Monday, October 15, 2007

All that is Solid Melts Into Air

Brights of Nettlebed
That's just a cool name from a furniture store near my house.

In today's news, Zach was horribly embarrassed when he went to take his swim test for the Sailing Society. As he had no proper swim wear, he had to wear his purple husky short shorts. Following that initial minute embarrassment, he was mortified to find that all the Sailing society reps there to test him were women; fit women. Unclothing in front of them only added insult to his already battered self image.

In other news, most of today was spent pondering society. Given the Introduction to Marshall Berman's All That Is Solid Melts Into Air: The Experience of Modernity, I was immediately engrossed in his writings. If I were to describe to you what Modernity is, and how it relates to Sociology, well... I'd do it quite poorly. However, if I give you a few of my favourite quotes from Berman that may just do the trick.

Modernity:
"There is a mode of vital experience--experience of space and time, of the self and others, of life's possibilities and perils--that is shared by men and women all over the world today. I will call this body of experience "modernity." To be modern is to find outselves in an environment that promises us adventure, power, joy, growth, transformation of ourselves and the world--an, at the same time, that threatens to destroy everything we have, everything we know, everything we are."

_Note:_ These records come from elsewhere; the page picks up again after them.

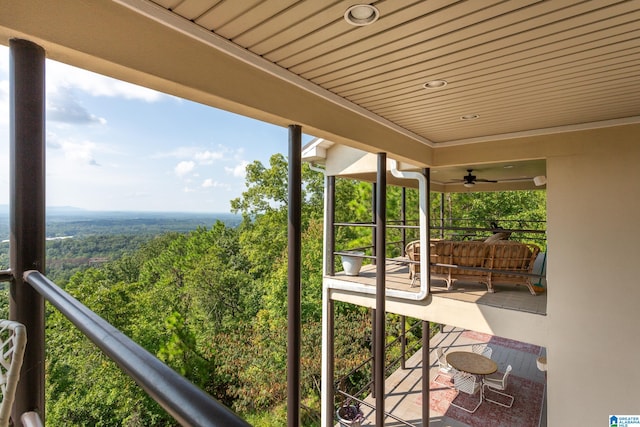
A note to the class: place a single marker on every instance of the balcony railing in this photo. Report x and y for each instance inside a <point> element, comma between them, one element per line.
<point>189,405</point>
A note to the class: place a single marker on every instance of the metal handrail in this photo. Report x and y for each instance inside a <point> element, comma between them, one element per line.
<point>185,402</point>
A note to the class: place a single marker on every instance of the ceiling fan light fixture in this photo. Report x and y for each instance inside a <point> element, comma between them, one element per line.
<point>539,180</point>
<point>361,14</point>
<point>470,117</point>
<point>435,84</point>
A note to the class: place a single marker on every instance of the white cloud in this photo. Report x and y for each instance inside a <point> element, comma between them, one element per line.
<point>82,152</point>
<point>184,168</point>
<point>207,157</point>
<point>239,170</point>
<point>210,183</point>
<point>65,108</point>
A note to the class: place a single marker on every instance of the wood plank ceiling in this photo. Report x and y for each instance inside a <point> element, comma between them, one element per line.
<point>519,65</point>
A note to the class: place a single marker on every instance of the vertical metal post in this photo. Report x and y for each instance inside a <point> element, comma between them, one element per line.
<point>331,219</point>
<point>295,257</point>
<point>380,321</point>
<point>442,215</point>
<point>331,360</point>
<point>373,219</point>
<point>27,214</point>
<point>403,342</point>
<point>426,332</point>
<point>373,352</point>
<point>427,174</point>
<point>403,218</point>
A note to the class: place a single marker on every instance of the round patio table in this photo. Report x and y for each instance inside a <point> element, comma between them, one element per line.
<point>472,363</point>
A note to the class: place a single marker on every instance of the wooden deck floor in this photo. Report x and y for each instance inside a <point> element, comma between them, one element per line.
<point>404,397</point>
<point>505,296</point>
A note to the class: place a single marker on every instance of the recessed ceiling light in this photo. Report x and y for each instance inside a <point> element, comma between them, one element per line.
<point>470,117</point>
<point>435,84</point>
<point>361,14</point>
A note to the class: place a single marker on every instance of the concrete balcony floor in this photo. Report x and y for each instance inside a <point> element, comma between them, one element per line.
<point>526,383</point>
<point>505,296</point>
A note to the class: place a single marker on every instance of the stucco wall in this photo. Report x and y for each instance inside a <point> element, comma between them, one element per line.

On The Modern Environment:
"All fixed, fast-frozen relations, with their train of ancient and venerable prejudices and opinions, are swept away, all new formed ones become antiquated before they can ossify, all that is solid melts into air, all that is holy is profanes, an men at last are forced to face... the real conditions of their lives and their relations with their fellow men." - Marx

"a tradition of overthrowing tradition" - Harold Rosenberg

"everything is pregnant with its contrary" - Marx

metropolitan life is "a clash of groups and cabals, a continual flux and reflux of prejudices and conflicting opinions" - Rousseau

Basically, our society is ever changing, our traditions, morals, and cultures are obsolete before they can become solid, and everything is contradictory. It is in the world we now live, everyone experiences modernity as the norm, but everyone feels they are experiencing modernity for the first time because in a sense they are; no ones experiences may be the same in a world that is in a constant state of flux.

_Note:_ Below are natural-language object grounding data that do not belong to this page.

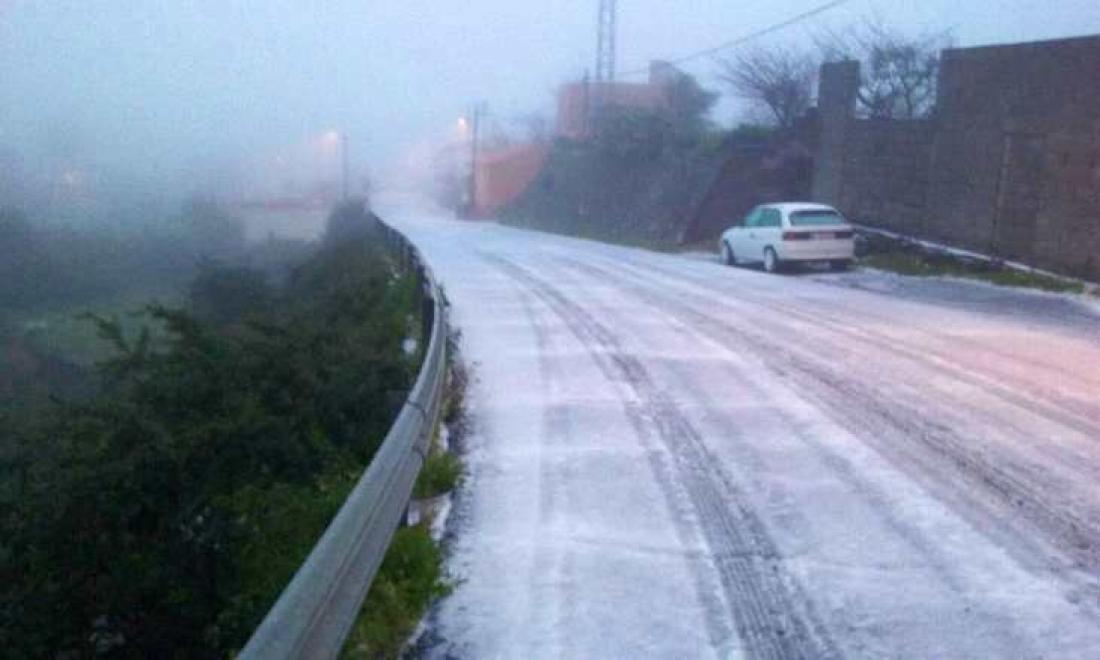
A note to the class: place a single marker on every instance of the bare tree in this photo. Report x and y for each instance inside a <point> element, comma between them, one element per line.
<point>898,73</point>
<point>780,80</point>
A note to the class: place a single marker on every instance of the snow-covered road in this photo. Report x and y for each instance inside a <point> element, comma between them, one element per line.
<point>671,458</point>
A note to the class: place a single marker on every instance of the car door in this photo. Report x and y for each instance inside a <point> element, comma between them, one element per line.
<point>768,232</point>
<point>744,245</point>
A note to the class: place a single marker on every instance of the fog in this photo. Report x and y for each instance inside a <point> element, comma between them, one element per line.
<point>135,103</point>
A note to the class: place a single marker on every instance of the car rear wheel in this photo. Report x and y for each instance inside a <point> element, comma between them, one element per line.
<point>771,263</point>
<point>727,254</point>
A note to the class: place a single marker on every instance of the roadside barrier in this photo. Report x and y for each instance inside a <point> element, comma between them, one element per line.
<point>318,608</point>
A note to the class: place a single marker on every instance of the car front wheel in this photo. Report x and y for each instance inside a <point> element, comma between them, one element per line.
<point>727,254</point>
<point>771,263</point>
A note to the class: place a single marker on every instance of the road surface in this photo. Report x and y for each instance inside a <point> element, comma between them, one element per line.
<point>671,458</point>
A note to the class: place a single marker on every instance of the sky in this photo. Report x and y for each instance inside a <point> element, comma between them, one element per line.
<point>184,92</point>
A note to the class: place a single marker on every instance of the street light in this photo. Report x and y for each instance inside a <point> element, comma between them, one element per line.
<point>332,138</point>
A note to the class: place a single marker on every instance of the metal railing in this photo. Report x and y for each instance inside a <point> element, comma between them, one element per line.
<point>318,608</point>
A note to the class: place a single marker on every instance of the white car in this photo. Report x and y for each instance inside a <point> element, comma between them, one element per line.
<point>781,233</point>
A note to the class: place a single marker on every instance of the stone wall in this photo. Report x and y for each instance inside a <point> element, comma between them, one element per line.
<point>1010,164</point>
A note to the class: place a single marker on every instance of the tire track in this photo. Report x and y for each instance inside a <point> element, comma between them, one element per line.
<point>773,617</point>
<point>1078,415</point>
<point>933,448</point>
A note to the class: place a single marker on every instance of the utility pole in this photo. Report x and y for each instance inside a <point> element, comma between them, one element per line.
<point>343,156</point>
<point>605,42</point>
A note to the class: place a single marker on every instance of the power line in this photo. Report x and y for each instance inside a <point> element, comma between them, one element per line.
<point>745,39</point>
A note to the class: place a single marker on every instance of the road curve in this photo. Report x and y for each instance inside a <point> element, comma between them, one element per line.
<point>675,459</point>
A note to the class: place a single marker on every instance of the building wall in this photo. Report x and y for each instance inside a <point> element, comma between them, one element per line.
<point>1010,165</point>
<point>578,100</point>
<point>504,174</point>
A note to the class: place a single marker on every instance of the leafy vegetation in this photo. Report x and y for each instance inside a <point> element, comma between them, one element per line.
<point>162,514</point>
<point>409,579</point>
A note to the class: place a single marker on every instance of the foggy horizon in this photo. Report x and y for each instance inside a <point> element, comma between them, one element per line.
<point>193,96</point>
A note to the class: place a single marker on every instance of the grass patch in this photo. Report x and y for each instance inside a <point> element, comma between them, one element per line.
<point>440,474</point>
<point>920,264</point>
<point>410,578</point>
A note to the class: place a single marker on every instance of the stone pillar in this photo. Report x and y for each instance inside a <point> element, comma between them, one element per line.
<point>836,105</point>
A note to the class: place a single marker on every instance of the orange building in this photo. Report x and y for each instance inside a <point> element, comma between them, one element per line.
<point>576,100</point>
<point>504,174</point>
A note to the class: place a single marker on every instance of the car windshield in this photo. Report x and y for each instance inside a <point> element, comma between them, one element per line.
<point>816,218</point>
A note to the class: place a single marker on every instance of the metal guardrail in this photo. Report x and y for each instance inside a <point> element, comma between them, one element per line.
<point>318,608</point>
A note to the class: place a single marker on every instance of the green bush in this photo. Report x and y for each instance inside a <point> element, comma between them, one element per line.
<point>410,576</point>
<point>163,516</point>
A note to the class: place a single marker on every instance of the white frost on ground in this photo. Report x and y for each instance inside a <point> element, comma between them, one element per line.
<point>674,459</point>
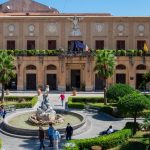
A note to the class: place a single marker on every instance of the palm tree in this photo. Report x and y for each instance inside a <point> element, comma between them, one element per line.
<point>6,70</point>
<point>104,66</point>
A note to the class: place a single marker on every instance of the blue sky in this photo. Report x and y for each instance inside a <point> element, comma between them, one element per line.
<point>115,7</point>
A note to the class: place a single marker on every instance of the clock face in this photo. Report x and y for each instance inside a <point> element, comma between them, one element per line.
<point>52,27</point>
<point>141,28</point>
<point>120,27</point>
<point>31,28</point>
<point>99,27</point>
<point>11,27</point>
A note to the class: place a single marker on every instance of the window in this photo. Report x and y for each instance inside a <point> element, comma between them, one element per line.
<point>140,44</point>
<point>141,67</point>
<point>52,44</point>
<point>75,46</point>
<point>121,78</point>
<point>31,67</point>
<point>99,44</point>
<point>51,67</point>
<point>120,44</point>
<point>120,67</point>
<point>11,44</point>
<point>30,44</point>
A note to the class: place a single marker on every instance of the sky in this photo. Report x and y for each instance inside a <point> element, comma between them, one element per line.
<point>114,7</point>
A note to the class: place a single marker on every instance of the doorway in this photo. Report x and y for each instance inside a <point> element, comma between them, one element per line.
<point>12,84</point>
<point>99,83</point>
<point>52,81</point>
<point>139,79</point>
<point>31,81</point>
<point>121,78</point>
<point>75,78</point>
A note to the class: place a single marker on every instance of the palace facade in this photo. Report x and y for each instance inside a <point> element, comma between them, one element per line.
<point>28,25</point>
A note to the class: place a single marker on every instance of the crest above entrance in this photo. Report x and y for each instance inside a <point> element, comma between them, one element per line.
<point>75,31</point>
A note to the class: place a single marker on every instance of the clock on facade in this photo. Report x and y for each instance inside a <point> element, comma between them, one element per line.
<point>120,27</point>
<point>31,27</point>
<point>52,27</point>
<point>11,27</point>
<point>99,27</point>
<point>141,28</point>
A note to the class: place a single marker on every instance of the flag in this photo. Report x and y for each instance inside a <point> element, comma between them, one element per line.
<point>145,47</point>
<point>86,48</point>
<point>79,44</point>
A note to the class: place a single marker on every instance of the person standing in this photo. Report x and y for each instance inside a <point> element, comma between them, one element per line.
<point>50,134</point>
<point>56,139</point>
<point>62,98</point>
<point>41,134</point>
<point>47,89</point>
<point>69,131</point>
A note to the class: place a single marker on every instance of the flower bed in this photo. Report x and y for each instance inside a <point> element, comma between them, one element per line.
<point>106,141</point>
<point>20,102</point>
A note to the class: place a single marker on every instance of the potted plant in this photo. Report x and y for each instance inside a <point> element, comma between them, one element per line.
<point>74,91</point>
<point>39,90</point>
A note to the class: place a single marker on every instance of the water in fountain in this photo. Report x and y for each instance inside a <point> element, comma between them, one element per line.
<point>45,114</point>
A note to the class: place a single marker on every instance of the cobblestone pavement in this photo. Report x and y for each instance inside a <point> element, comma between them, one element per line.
<point>99,122</point>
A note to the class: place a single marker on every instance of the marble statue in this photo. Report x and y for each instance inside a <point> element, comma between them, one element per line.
<point>45,114</point>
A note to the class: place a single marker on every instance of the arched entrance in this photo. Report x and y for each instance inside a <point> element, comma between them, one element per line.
<point>140,70</point>
<point>12,84</point>
<point>51,77</point>
<point>99,83</point>
<point>31,77</point>
<point>121,74</point>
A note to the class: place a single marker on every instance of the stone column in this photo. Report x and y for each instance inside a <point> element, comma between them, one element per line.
<point>62,75</point>
<point>20,74</point>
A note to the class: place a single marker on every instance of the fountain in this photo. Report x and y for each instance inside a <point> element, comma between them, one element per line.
<point>25,122</point>
<point>45,114</point>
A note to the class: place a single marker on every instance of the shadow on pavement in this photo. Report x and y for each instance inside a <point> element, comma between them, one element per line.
<point>105,117</point>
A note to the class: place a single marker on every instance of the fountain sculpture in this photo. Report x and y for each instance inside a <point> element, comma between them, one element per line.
<point>45,114</point>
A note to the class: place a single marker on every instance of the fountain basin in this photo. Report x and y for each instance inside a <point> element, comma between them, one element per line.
<point>21,127</point>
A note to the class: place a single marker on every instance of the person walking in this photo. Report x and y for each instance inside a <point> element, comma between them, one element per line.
<point>41,134</point>
<point>47,89</point>
<point>50,134</point>
<point>56,139</point>
<point>69,131</point>
<point>62,98</point>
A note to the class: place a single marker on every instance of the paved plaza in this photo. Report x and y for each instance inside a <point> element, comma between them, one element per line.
<point>96,122</point>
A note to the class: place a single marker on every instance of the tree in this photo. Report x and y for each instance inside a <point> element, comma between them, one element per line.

With this flux there comes a double edged sword as mentioned in the first quote. You may be in a maelstrom of craziness, and that maelstrom might have you forget who you are, but it's going to offer up an immense amount of experiential possibilities, or as Berman says it so simply, "this atmosphere--of agitation and turbulence, psychic dizziness and drunkenness, expansion of experiential possibilities and destruction of moral boundaries and person bonds, self-enlargement and self-derangement, phantoms in the street and in the soul--is the atmosphere in which modern sensibility is born."

So Modernity is an experience, The Modern Environment a maelstrom that offers "experiential possibilities" but the "destruction of moral boundaries", so what is Modernism?

Modernism:
"These world changing processes have nourished an amazing variety of visions and ideas that aim to make men and women the subjects as well as the objects of modernization, to give them the power to change the world that is changing them, to make their way through the maelstrom and make it their own."

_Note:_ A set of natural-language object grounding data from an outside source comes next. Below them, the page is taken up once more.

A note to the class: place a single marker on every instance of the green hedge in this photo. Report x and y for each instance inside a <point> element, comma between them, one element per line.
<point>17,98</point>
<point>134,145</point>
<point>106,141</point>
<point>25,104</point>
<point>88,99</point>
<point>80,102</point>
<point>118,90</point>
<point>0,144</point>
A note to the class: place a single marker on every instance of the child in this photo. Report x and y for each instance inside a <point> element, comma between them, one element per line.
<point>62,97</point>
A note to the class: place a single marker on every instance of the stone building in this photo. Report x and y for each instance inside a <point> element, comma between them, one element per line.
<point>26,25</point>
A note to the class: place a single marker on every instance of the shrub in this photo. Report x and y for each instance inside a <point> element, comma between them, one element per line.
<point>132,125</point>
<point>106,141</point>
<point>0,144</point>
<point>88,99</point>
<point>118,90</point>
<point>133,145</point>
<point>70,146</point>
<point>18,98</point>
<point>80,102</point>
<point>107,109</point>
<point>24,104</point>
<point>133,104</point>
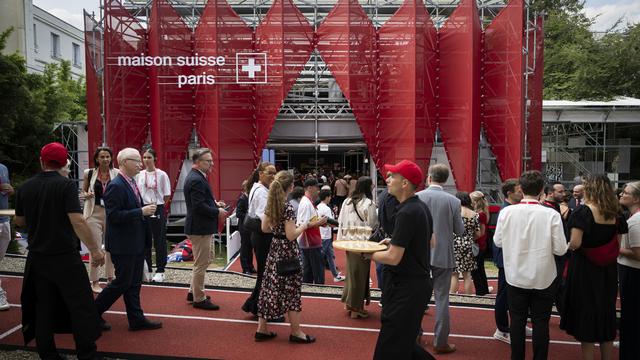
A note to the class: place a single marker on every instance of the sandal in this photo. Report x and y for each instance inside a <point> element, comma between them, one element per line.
<point>264,336</point>
<point>308,339</point>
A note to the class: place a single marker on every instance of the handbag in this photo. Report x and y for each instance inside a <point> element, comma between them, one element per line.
<point>606,254</point>
<point>288,266</point>
<point>252,222</point>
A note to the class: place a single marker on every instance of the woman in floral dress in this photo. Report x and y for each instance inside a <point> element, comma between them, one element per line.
<point>465,260</point>
<point>281,294</point>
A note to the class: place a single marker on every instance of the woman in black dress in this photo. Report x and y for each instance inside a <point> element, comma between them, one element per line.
<point>589,314</point>
<point>281,294</point>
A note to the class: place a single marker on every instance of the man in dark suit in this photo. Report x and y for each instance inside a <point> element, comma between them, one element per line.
<point>126,240</point>
<point>203,214</point>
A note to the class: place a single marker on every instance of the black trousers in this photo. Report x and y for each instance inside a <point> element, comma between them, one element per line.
<point>629,279</point>
<point>404,304</point>
<point>69,281</point>
<point>479,276</point>
<point>538,303</point>
<point>261,243</point>
<point>128,281</point>
<point>501,307</point>
<point>158,230</point>
<point>246,250</point>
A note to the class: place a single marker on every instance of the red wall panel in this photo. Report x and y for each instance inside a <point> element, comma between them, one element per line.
<point>534,131</point>
<point>287,39</point>
<point>126,87</point>
<point>407,87</point>
<point>172,115</point>
<point>459,96</point>
<point>503,93</point>
<point>347,44</point>
<point>93,55</point>
<point>224,111</point>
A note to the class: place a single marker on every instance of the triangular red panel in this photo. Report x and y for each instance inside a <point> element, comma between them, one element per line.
<point>171,103</point>
<point>224,111</point>
<point>503,93</point>
<point>287,39</point>
<point>407,85</point>
<point>126,87</point>
<point>459,84</point>
<point>347,43</point>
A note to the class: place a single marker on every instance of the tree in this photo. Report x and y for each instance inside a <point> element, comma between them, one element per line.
<point>31,106</point>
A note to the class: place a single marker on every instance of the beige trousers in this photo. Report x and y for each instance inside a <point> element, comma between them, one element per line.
<point>97,224</point>
<point>201,259</point>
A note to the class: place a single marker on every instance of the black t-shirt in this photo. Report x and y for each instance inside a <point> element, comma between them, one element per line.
<point>412,231</point>
<point>45,200</point>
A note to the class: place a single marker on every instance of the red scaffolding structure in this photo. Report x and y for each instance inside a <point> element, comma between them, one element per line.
<point>406,82</point>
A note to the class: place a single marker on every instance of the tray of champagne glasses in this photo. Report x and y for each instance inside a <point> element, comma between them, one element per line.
<point>356,239</point>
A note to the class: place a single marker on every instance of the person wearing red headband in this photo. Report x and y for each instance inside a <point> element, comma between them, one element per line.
<point>55,279</point>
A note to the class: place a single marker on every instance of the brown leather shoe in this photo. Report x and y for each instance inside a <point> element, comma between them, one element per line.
<point>447,349</point>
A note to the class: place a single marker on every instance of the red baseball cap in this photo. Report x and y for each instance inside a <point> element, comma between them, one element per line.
<point>408,169</point>
<point>54,154</point>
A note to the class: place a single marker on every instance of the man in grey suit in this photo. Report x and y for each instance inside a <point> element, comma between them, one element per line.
<point>447,221</point>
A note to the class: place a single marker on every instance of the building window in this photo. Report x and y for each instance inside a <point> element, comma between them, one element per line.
<point>55,45</point>
<point>76,55</point>
<point>35,38</point>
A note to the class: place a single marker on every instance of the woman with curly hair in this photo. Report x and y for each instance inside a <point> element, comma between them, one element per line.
<point>281,293</point>
<point>589,313</point>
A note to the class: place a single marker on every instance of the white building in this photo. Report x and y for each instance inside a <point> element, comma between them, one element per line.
<point>41,37</point>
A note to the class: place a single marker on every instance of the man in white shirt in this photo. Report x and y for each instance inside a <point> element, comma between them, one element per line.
<point>327,235</point>
<point>530,235</point>
<point>310,241</point>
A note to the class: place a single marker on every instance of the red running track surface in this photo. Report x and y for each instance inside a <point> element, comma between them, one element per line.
<point>228,333</point>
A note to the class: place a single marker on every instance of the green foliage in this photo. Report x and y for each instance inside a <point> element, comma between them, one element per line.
<point>31,106</point>
<point>578,65</point>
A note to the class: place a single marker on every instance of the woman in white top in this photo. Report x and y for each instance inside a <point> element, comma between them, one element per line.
<point>155,189</point>
<point>358,210</point>
<point>629,275</point>
<point>94,184</point>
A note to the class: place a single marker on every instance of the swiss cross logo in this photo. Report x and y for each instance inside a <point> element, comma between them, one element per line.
<point>251,68</point>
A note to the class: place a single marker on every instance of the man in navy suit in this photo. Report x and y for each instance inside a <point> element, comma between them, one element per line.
<point>203,214</point>
<point>125,239</point>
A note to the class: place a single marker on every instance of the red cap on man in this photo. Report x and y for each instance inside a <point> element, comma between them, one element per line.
<point>408,169</point>
<point>54,154</point>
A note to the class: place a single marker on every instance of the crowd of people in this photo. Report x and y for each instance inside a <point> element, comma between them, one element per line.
<point>576,253</point>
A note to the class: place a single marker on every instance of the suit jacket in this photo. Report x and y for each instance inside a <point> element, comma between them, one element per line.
<point>126,230</point>
<point>447,221</point>
<point>202,211</point>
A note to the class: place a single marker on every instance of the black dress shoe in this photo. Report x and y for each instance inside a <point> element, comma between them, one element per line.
<point>190,297</point>
<point>146,325</point>
<point>308,339</point>
<point>264,337</point>
<point>104,326</point>
<point>206,305</point>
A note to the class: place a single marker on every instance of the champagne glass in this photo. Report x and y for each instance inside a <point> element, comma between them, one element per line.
<point>154,200</point>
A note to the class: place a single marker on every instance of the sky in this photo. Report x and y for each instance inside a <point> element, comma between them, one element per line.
<point>605,12</point>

Berman is by far the most hopeful of those men I've quoted today. Most of these have an extraordinary struggle with modernity. They rue the constant flux for it's lack of stability, yet enjoy its possibilities. Nietzsche said that, "Modern mankind found itself in the midst of a great absence and emptiness of values and yet, at the same time, a remarkable abundance of possibilities." That leads to his advent of Nihilism and the death of God.

Of course, like the world around it, modernism can, and does, change. It's been happening over the centuries but it was in the 60's when there came a great amount of change. I'm not going to talk about that much, but what I will say is that though modernism was changing, the essence of modernism remained the same; that is in italics below:

"All these visions and revisions of modernity (referencing a changing views on modernism in the 60's) were active orientations toward history, attempts to connect the turbulent present with a past and a future, to help men and women all over the contemporary world to make themselves at home in this world. These initiatives all failed, but they sprang from a largeness of vision and imagination, and from an ardent desire to seize the day."

There are different types of Modernism as well. This could go on and on and I have to get ready for class. But I'd like to think of myself as the so called "Post-Modernist"

Post Modernist:
"Their ideal was to open oneself to the immense variety and richness of things, materials and ideas that the modern world inexhaustibly brought forth."

Maybe I'll be a Sociologist with emphasis on Post-Modernism. Who knows!

Love you all,
Z

1 comment:

Judith said...

Zaaaack! Found your blog again (thanks to Devin!). Love reading your tales--more, more, encore! If the swimming test is the worst of the expedition, hopefully you'll survive 8-) Miss your smiling face, but enjoying the vicarious experience--know we're cheering you on!